This also avoids unnecessary complexity.

So the current read routine times the difference between the pulses and then writes a ’10’, ‘100’, or ‘1000’ to the FRAM.  I manually write out the bits for each grouping…… no loops or anything.  And plus I take advantage of the fact that the output bit, once changed to 0 really doesn’t need to change.  So basically write a 1, clock, write a 0, clock, clock, clock for the 1000.

I successfully read a floppy last night using this method, so at least my concept is stable.  This still eliminates interrupts completely (edge and timed) and eliminates the ISR, etc.  Definitely getting a little more robust.  Now, will it actually help me read more floppies?  I don’t know.  I think the next step is to start documenting HOW these floppies are failing if I can tell.

I was having a few goofy problems last night, which I think were mostly related to flow-control.  I was using putty without f.c. and my SX appeared to lockup — it wouldn’t echo commands or the actual track.  Turned off flow control completely, and it started working.  I don’t know if putty handles the dtr/dsr flow control properly.  or should I say I’m not sure if the FTDI VCP drivers support DTR/DSR flow control.  I think they do because I think I tested it in Windows under C++ earlier.

The other goofy problem I was having was related to my code spontaneously restarting.  I think it was related to using JMP’s and not using the @ before the address.  The @ causes a PAGE to be inserted before the jump.  Now I don’t know if this is true for other CJxx commands etc.

I also saw a bunch of transfer checksum errors, but I think that’s related to the number of bytes being received.  I think I have to use the beginning delimiter FF FF effectively, and stop using an absolute offset for start of frame etc.

Ahh well.

new read routine implementation started

Last night, until 3am, I spent redoing my read routine to incorporate the method discussed in the comment of the last post.

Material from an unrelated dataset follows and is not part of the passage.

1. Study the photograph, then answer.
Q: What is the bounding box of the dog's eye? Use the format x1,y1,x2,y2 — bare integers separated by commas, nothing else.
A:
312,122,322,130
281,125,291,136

Basically, I use the time between the pulses as an indication of the data.  I store 2-bit tokens in memory to indicate the data.  I store (2) 3-bit tokens if the time between pulses was too short, or too long.

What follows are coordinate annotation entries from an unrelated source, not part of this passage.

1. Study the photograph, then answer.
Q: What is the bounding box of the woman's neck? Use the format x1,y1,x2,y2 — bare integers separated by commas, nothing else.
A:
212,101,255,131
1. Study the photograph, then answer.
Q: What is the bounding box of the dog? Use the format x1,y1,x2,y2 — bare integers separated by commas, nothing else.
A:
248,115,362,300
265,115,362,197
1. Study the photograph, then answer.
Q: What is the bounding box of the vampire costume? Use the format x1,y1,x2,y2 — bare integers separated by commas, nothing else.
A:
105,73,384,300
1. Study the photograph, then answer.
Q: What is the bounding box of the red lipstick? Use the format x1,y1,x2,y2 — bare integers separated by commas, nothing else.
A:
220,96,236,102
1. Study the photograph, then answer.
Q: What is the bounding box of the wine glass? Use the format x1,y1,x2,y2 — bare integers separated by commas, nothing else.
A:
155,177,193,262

Using tokens saves me memory, memory write time, and transfer time.  In the best case, I save 50%.  In the worst case, I’m even-steven.  I don’t lose anything.

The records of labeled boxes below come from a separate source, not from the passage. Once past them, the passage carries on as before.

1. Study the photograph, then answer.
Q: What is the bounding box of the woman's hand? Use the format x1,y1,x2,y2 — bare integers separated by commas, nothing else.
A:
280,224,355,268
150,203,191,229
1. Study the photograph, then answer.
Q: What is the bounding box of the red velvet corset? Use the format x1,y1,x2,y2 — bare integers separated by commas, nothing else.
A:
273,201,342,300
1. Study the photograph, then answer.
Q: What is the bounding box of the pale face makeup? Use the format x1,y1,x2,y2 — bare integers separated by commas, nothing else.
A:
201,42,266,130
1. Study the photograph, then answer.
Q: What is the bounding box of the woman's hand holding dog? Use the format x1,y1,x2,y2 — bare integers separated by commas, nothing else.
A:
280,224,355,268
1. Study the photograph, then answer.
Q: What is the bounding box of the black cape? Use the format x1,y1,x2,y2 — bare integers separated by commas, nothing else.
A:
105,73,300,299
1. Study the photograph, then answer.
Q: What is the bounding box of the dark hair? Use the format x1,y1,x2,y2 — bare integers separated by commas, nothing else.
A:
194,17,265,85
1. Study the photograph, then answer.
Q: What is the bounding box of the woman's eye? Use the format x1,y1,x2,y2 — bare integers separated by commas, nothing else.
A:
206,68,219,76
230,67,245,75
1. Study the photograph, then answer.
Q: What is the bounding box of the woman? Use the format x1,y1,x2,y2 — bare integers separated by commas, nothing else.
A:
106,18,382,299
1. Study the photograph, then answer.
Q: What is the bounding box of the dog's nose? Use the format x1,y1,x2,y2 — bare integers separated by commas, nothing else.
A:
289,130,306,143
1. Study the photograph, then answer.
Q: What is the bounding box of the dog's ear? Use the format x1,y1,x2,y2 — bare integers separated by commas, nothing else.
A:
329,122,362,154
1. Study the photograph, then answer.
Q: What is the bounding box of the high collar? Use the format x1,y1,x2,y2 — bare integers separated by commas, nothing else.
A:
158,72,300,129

With idea help from some people at work, I’ve come up with a routine that de-tokenizes the data on the PC.  The PC now is going to be handling the byte-sync again.  I want the SX to do it, but I’ll have to compute the tokens, and then sync to the tokens.  This is down the road.  For the time being, the PC can handle it.

The routine more or less works right now — but there are some bugs in my code.  It is properly counting the time between pulses, and storing the right tokens, and increasing the bit-counter.  But it’s in a neverending loop, so something is not right.

I originally started using the edge detection register, but it was occassionally double-detecting the pulses.  So I changed it to wait for a high, then wait for a low.  This ensures that there is a complete return to high before another negative pulse detected.  I looked at this on a scope, and it’s much better than the previous method.  The one benefit that I lose, however, is that the edge detection register will detect pulses even when I’m off busy doing other things.  I’m not worried about this right now — but I may revisit in the future and add some type of low-pass filter and start using the edge detection register again.

This is first time in awhile that I hooked everything back up again, and played with the actual hardware.  Man, it was a lot of fun!  I miss this stuff.  I actually have spent a lot of time thinking about the problem, and I have recently spent some time writing some Java code —- so I haven’t been completely removed or completely stagnant on everything.  But getting the hardware out is really cool.

further development on the AFP

I’m about to bring a new member of my family into this world.  As a new proud parent, I’m completely unsure about what this means in terms of time, dedication, and so on.  I’m sure I’ll have less free time to spend on projects like this.   As a result, updates and improvements are unlikely to happen in the short term.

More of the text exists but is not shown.